100MW Solar Plant planned in China

11.21.06 | Comment?

A follow-up story from yesterday’s entry, there is a report out today that China intends to build the world’s largest solar electricity generation plant, 100MW. To put that in perspective, it’s about 1/2 the size of a traditional coal fired generation plant and about 10x the largest solar installations on the planet. If you’ve ever wondered why we don’t see more solar plants, the clues are in the report.

A year has 8,760 hours in it. In this report the selected site has an outstanding 3,362 hours of sunlight.
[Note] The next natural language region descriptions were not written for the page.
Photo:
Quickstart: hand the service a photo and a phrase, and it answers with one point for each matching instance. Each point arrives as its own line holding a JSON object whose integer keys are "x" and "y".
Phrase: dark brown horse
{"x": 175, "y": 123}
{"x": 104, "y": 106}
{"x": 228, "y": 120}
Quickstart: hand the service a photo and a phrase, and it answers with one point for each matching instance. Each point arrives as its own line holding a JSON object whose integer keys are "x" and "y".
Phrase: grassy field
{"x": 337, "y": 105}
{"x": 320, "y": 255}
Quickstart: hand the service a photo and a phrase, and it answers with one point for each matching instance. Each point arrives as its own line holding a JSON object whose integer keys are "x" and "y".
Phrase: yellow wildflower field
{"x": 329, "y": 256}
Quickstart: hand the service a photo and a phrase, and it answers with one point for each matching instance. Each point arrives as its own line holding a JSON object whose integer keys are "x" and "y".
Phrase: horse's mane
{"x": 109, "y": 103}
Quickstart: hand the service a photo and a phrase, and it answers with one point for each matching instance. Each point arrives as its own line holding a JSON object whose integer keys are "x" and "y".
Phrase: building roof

That would yield a capacity factor of a little over 38% (good compared to the 25% normally achieved by solar.) To translate that into something more tangible, the system is rated at 100MW x the 38% capacity factor means that around 38MW output can be expected from the installation. Each MW provides enough electricity for about 600 households per year (US – I’m sure China is substantially different due to lower electricity demand per capita.)

The announced cost for this installation is $766M, or $7.6M per nameplate MW, or $20.1M per capacity factor constrained MW. Even amortized over decades, it’s difficult to see the economic payback from such an installation. To put solar cost in perspective, one would expect to pay $1M/MW for wind, $750k/MW for natural gas, and $3M/MW for geothermal. My sense is we’re still a technology generation or two away from economically viable solar electric generation at utility scale.

I think solar energy generation is great and I laud China for stepping up with an audacious plan, but I do believe there are more economically viable ways to achieve the same result. I’ll watch this project with interest as it unfolds.